L’obligation de réformes d’urgence

Après le rapport établi à la fin de l’année 2020 par les Nations unies en partenariat avec la Commission économique pour l’Afrique, sur l’impact socio-économique de la crise de la Covid-19, vient celui réalisé, cette fois-ci, par l’Institut français Montaigne.

Si l’on se fie aux conclusions de ce nouveau rapport de 59 pages, intitulé : «la stabilité du Maghreb, un impératif pour l’Europe», les réserves de change de notre pays, évaluées à 62 milliards de dollars fin 2019, ayant chuté à 42 milliards de dollars fin 2020, risqueront de disparaître à l’horizon 2022, si aucune mesure sérieuse n’est prise à temps. Les experts indépendants qui se sont, par ailleurs, penchés sur la situation économique, financière et politique actuelle dans les trois pays du Maghreb : Tunisie, Maroc et Algérie, n’en démordent pas : il va falloir aller vers des réformes structurelles d’urgence pour éviter une catastrophe en perspective.

Concernant en particulier l’Algérie, les experts dudit think-tank fondé en 2000 qui préconisent, du reste, une coopération économique Europe-Maghreb plus étroite, expliquent clairement que ses marges de manœuvre en matière d’équilibres financiers externes sont très restreintes dans la mesure où les réserves de change qui représentaient 188 milliards de dollars en 2013, soit avant le contre-choc pétrolier de 2014, ne représentent à la fin 2000, que moins de 45 milliards de dollars !

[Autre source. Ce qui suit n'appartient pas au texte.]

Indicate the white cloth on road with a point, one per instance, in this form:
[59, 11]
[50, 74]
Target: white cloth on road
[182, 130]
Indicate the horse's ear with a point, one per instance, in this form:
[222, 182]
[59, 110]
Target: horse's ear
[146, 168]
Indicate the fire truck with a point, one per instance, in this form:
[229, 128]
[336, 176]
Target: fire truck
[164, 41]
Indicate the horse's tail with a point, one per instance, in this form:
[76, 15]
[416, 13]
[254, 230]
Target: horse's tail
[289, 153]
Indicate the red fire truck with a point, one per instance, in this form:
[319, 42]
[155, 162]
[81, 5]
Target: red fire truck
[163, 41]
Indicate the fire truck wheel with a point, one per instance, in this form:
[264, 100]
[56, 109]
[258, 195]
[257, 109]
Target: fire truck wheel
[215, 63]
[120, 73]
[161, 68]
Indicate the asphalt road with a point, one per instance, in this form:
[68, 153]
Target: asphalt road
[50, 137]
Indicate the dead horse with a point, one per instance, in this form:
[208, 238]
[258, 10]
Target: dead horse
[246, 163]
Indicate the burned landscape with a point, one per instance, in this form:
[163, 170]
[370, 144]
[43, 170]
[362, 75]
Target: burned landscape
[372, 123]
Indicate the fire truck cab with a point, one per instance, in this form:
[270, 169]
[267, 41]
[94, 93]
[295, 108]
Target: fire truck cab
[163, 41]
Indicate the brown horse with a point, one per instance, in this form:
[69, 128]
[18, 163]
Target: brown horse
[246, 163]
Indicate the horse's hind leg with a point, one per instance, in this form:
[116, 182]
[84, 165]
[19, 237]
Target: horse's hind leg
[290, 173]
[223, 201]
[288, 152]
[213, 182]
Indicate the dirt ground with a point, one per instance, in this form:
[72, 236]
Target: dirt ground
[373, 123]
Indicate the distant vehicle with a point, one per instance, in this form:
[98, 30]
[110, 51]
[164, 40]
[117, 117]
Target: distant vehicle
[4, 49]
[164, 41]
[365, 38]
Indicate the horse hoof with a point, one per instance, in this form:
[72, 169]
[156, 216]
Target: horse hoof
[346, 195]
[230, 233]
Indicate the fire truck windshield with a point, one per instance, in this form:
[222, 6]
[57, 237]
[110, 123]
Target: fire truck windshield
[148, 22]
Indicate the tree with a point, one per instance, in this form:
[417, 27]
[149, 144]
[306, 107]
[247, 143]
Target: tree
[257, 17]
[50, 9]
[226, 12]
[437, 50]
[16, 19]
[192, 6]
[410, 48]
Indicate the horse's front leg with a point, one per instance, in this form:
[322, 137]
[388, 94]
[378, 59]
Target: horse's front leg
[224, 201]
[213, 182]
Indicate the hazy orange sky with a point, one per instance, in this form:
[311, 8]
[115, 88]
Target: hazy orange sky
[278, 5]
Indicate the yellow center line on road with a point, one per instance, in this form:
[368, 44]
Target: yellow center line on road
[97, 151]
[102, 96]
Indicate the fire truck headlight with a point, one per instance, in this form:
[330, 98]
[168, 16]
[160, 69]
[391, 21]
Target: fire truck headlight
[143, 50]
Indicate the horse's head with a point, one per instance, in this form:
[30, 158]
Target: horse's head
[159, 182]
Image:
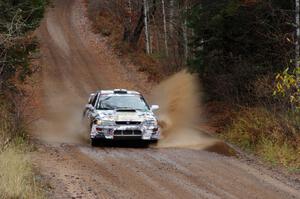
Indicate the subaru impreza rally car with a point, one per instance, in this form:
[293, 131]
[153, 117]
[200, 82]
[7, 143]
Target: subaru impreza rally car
[121, 115]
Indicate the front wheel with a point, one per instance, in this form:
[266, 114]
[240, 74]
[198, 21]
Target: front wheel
[94, 142]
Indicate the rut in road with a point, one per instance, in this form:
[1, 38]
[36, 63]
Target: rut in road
[76, 62]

Cela est d’autant plus «inquiétant» qu’en l’absence de remontée sensible des cours du pétrole, elles pourraient être totalement épuisées d’ici 2022. Presque le même diagnostic dressé du côté du FMI, lequel a estimé récemment à 157 dollars le prix du baril nécessaire pour équilibrer les comptes budgétaires de l’Algérie en 2020, tout en prévoyant un prix moyen du baril à 36 dollars en 2020 et 38 dollars en 2021.

Planchant sur les mesures adoptées par les autorités algériennes face à la crise financière en cours, les experts soulignent que « l’efficacité des mesures conjoncturelles » adoptées est limitée par les handicaps structurels de notre économie rentière.

L’autre point sensible évoqué est le climat des affaires qui demeure, selon eux, très médiocre. Ce qui fait de l’Algérie l’un des pays les moins attractifs en matière des IDE (dont le stock peine à dépasser les 15% du PIB).

La sécurité juridique des entreprises étrangères est perçue aussi comme faible (nombreux sont les problèmes de délais de paiement signalés dans les entreprises étrangères) et l’attractivité de l’investissement est limitée par le poids de l’administration.

En clair, notre économie faiblement diversifiée se concentre sur les activités d’extraction, alors que le marché du travail est mal apparié. Ce qui fait que le taux de chômage chez les jeunes soit élevé. Enfin, le système bancaire algérien ne finance qu’imparfaitement l’économie et la moitié des encours bancaires ne concernent que le secteur public, conclut-on dans le même rapport.